Back to France. Après six ans passés aux Etats-Unis, dont deux ans au MoMA (New York), en tant que conservateur en chef, et quatre ans au Musée d’art moderne de San Francisco (SF MoMA), Clément Chéroux revient à Paris. Il prend la direction de la Fondation Henri Cartier-Bresson et succède à François Hébel et à Agnès Sire, fondatrice de l’institution. Clément Chéroux connaît parfaitement «l’œil du siècle» puisqu’il est l’auteur d’une monographie sur Cartier-Bresson guidée par l’esthétique et le mode opératoire du «tir photographique» (Découvertes Gallimard, 2008). Le conservateur a aussi été commissaire de la grande exposition Henri Cartier-Bresson : ici et maintenant au Centre Pompidou en 2014, dix ans après la disparition du maître de «l’instant décisif». Car l’historien de l’art a déjà passé près de dix ans au Centre Pompidou, comme conservateur pour la photographie, où il est à l’origine de la nouvelle Galerie de photographies, l’espace pérenne entièrement dédié au médium. A Paris, il a aussi travaillé à la Société française de photographie, plus ancienne institution sur cet art en France, fondée en 1854…

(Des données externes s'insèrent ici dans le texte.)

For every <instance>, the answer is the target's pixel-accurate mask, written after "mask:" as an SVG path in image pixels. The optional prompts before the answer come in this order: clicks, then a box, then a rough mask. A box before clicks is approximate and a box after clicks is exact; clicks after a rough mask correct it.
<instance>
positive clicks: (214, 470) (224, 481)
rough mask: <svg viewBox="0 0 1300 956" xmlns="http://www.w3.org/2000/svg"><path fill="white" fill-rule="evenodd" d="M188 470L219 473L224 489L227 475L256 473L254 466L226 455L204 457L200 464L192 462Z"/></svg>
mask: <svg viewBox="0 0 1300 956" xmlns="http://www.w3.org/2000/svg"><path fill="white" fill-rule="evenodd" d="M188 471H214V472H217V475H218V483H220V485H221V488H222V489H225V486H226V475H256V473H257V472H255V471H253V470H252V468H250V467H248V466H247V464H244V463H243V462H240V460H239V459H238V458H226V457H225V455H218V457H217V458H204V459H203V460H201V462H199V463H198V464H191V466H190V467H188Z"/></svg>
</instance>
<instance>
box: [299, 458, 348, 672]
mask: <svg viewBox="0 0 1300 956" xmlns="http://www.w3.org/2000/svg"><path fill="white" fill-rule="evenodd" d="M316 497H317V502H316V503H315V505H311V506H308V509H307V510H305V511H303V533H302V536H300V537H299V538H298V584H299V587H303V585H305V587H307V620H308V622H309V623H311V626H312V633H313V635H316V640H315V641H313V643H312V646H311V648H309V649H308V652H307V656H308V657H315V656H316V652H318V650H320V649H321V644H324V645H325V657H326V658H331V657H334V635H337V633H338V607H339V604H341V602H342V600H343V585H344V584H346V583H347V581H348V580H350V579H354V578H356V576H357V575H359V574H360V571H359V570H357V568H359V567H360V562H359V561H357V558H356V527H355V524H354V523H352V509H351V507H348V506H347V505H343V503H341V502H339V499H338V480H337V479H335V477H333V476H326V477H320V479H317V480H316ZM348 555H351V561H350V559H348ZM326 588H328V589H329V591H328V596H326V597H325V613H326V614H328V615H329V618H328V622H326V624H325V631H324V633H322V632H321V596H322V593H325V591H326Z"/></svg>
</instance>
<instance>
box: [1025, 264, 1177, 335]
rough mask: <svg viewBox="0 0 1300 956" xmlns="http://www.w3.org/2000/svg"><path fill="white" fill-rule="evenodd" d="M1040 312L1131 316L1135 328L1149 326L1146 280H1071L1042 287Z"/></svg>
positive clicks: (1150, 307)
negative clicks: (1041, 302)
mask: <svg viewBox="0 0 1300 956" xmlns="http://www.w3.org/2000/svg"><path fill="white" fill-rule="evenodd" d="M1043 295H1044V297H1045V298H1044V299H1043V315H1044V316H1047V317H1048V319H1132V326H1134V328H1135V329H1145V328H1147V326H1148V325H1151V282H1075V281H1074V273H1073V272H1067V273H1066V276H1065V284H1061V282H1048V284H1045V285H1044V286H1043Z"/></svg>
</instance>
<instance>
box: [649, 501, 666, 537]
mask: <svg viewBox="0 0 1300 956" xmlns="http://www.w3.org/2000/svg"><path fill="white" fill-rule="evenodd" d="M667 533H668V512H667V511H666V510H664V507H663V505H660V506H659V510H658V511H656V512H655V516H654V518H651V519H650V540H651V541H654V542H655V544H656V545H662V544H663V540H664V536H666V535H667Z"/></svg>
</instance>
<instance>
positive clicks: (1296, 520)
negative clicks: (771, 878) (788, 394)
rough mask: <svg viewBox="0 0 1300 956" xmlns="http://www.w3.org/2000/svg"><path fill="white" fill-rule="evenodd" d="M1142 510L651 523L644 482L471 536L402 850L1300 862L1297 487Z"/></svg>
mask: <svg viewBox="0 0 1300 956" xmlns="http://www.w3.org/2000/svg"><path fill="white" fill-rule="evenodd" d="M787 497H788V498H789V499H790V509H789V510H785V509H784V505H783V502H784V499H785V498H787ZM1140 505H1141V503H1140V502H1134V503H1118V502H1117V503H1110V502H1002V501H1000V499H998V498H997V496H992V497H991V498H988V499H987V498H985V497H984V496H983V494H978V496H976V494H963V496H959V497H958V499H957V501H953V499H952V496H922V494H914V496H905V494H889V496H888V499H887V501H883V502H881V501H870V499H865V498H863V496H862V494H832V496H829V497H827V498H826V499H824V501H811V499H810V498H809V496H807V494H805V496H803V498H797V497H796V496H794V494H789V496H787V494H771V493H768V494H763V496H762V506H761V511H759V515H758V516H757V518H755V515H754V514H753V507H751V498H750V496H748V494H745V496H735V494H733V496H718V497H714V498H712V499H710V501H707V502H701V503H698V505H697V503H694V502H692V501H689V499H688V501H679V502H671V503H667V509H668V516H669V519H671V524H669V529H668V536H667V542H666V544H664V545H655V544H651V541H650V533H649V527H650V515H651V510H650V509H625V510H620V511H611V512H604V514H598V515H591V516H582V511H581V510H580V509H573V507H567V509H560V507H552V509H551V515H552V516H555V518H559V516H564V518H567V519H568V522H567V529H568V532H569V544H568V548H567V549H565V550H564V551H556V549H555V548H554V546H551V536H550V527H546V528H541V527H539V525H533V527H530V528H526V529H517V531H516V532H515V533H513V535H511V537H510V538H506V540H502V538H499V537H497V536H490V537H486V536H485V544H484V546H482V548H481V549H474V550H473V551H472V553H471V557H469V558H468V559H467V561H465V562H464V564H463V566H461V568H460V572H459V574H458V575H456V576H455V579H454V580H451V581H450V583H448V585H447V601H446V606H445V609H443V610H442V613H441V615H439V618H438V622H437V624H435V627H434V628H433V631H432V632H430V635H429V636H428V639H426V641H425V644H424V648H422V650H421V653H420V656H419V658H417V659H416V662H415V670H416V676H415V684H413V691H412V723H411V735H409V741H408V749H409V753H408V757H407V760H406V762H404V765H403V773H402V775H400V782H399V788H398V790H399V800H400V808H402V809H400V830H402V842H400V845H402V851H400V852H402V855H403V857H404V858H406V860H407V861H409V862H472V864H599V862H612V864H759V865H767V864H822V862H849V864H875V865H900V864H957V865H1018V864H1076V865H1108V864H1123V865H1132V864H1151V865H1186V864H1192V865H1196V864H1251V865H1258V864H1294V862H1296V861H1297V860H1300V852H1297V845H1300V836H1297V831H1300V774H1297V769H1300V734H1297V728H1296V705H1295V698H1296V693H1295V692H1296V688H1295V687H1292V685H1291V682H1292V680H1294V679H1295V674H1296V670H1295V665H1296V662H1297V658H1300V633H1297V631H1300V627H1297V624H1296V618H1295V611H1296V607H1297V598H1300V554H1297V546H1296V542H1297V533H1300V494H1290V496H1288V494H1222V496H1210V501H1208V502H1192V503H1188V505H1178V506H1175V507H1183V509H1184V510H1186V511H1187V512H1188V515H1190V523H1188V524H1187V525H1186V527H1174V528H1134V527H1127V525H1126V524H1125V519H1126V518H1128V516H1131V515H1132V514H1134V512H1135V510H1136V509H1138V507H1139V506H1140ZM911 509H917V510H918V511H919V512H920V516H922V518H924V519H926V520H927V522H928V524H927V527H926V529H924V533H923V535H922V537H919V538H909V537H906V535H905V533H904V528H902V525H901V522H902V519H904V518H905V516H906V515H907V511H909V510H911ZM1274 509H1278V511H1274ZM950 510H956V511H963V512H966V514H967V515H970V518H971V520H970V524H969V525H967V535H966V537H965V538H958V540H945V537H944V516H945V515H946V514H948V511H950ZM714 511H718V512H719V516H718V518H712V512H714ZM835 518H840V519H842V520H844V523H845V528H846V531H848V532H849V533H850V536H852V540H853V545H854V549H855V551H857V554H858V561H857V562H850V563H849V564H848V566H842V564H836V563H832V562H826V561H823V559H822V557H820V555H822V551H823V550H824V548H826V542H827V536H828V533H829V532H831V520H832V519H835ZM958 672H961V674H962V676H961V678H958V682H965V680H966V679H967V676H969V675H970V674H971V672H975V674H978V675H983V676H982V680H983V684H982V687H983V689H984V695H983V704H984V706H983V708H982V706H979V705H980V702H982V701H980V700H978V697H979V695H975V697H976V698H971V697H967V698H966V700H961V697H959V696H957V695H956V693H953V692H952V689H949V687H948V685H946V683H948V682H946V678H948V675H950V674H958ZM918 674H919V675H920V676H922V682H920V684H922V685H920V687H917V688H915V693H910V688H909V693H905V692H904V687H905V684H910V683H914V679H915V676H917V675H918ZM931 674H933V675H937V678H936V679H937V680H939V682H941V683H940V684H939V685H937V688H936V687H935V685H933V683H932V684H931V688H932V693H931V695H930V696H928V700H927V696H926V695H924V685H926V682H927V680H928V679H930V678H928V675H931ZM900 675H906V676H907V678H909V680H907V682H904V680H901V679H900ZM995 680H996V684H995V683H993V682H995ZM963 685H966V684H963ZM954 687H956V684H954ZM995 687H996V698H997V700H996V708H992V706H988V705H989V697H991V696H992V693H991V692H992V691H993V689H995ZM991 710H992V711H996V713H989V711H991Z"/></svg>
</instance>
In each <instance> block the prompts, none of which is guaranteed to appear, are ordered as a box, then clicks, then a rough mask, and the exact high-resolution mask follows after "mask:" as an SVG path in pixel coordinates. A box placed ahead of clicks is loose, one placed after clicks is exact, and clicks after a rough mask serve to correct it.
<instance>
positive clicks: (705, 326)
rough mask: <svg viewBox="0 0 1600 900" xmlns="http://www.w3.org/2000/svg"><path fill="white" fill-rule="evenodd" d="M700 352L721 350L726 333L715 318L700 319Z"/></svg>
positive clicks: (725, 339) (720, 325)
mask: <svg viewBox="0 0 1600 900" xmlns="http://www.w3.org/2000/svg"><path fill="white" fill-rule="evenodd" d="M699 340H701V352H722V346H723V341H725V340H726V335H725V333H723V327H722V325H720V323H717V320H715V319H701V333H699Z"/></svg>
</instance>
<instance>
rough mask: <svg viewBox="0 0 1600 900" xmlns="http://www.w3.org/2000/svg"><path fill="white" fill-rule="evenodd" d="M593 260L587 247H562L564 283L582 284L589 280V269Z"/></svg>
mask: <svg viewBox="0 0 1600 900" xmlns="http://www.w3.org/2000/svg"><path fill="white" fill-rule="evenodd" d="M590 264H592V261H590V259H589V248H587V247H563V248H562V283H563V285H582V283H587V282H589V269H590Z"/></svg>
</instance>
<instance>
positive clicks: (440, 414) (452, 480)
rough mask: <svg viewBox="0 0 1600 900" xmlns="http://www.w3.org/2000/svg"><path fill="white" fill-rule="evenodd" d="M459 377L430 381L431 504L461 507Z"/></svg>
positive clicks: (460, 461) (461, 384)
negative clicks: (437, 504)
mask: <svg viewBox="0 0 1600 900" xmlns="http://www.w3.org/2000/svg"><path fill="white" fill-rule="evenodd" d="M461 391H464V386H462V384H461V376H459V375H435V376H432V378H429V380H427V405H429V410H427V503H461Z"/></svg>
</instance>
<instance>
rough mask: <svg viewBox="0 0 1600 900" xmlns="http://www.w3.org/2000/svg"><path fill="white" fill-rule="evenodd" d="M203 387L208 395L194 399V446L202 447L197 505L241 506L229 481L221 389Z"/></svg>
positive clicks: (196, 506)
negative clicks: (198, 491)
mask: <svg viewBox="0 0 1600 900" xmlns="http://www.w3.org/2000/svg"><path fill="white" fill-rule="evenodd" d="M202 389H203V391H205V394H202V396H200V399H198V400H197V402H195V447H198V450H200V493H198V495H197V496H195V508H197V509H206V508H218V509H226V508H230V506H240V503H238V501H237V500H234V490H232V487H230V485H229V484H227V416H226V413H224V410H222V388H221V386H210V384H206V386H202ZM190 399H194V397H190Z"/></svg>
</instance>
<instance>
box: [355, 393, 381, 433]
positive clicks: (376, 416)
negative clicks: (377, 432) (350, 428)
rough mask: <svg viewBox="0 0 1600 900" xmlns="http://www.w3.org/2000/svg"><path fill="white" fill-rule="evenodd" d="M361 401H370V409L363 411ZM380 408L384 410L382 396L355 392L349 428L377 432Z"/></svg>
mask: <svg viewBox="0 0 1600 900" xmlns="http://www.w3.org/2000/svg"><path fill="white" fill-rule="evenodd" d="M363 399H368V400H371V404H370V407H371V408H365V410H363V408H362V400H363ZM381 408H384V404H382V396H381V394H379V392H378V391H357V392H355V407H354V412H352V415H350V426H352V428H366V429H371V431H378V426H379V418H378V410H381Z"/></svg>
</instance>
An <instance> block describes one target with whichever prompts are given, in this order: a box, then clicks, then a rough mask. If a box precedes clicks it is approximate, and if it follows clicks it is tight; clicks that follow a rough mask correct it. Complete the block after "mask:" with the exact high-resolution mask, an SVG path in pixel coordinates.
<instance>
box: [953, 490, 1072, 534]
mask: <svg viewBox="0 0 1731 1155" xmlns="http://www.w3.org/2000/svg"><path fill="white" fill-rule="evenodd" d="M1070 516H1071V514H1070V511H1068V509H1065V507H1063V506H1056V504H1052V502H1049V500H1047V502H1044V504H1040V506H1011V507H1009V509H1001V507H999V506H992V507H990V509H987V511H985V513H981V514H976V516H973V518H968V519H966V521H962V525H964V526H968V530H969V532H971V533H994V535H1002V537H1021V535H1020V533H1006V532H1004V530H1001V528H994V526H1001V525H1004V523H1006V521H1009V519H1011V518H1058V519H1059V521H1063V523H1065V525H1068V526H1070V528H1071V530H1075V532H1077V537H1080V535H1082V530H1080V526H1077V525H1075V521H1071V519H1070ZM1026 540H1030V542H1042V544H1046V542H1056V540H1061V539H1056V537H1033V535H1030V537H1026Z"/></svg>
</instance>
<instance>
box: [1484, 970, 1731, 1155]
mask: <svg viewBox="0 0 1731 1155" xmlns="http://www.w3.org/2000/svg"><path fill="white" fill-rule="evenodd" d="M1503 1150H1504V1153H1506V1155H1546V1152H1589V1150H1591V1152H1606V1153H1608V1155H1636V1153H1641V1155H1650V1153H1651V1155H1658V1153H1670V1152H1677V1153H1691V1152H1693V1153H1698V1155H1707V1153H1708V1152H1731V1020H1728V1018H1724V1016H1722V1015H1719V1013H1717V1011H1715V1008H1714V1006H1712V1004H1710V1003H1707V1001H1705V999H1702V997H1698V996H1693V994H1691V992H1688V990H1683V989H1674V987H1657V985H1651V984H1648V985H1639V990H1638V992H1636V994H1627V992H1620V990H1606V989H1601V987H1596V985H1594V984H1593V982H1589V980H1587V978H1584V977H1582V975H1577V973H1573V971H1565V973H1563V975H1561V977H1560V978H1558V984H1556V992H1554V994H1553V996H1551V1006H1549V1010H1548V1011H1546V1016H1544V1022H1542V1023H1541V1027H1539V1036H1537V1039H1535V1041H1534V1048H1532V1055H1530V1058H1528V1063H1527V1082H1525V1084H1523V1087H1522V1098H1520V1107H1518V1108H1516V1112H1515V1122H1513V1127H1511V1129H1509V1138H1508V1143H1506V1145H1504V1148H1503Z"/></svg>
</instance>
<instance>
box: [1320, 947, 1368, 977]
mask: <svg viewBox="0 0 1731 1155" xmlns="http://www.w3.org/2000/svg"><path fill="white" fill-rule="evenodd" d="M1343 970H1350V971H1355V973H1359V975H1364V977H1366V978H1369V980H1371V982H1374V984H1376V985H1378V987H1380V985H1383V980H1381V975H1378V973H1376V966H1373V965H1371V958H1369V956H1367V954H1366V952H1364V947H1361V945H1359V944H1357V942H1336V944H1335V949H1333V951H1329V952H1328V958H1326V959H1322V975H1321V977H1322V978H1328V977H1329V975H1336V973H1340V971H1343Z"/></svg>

Fin connaisseur de l’image, historien curieux et consciencieux, théoricien malin, conservateur parmi les plus doués de sa génération, il est aussi passé par une formation pratique à l’Ecole nationale supérieure de la photographie à Arles. Mais il s’est plutôt tourné vers l’histoire du médium et la transmission de sa passion que vers la réalisation d’images. Jusqu’ici, il s’est intéressé à tous les champs de la photo. On lui doit de grandes rétrospectives, comme celle consacrée au photographe américain Walker Evans (à Pompidou aussi). Mais Clément Chéroux – auteur d’une thèse de doctorat sur les pratiques photographiques amusantes comme les photogrammes, les photomontages, les surimpressions ou les déformations, intitulée Une généalogie des formes récréatives en photographie, 1890-1940 – sait surtout sortir des sentiers battus, aller fouiller dans les coins et gratter les points aveugles de l’histoire visuelle.
Grand défenseur de la photo vernaculaire – ces images peu considérées, hors du champ de l’art et liées à des pratiques populaires –, Chéroux a écrit et impulsé des expositions sur des photos mises sur la touche qu’il nous amène à reconsidérer : celles des paparazzi («Paparazzi ! Photographes, stars et artistes» au Centre Pompidou Metz), celles qui circulent en masse sur Internet («From Here on» aux Rencontres d’Arles) ou celles des spirites («Le troisième œil. La photographie et l’occulte» à la Maison européenne de la photographie). Le conservateur s’intéresse même aux photos ratées, destinées aux poubelles. Il en a fait une exposition à San Francisco : «Don’t ! Photography and the Art of Mistakes». L’historien est également l’auteur d’essais remarqués comme Diplopie. L’image photographique à l’ère des médias globalisés : essai sur le 11 septembre 2001. Chéroux n’est jamais là où on l’attend. Le voilà de retour dans le Marais. Nul doute que la Fondation Henri Cartier-Bresson soit un terrain de jeu intense pour ce «boulimique» de photographie, comme il aime à se définir.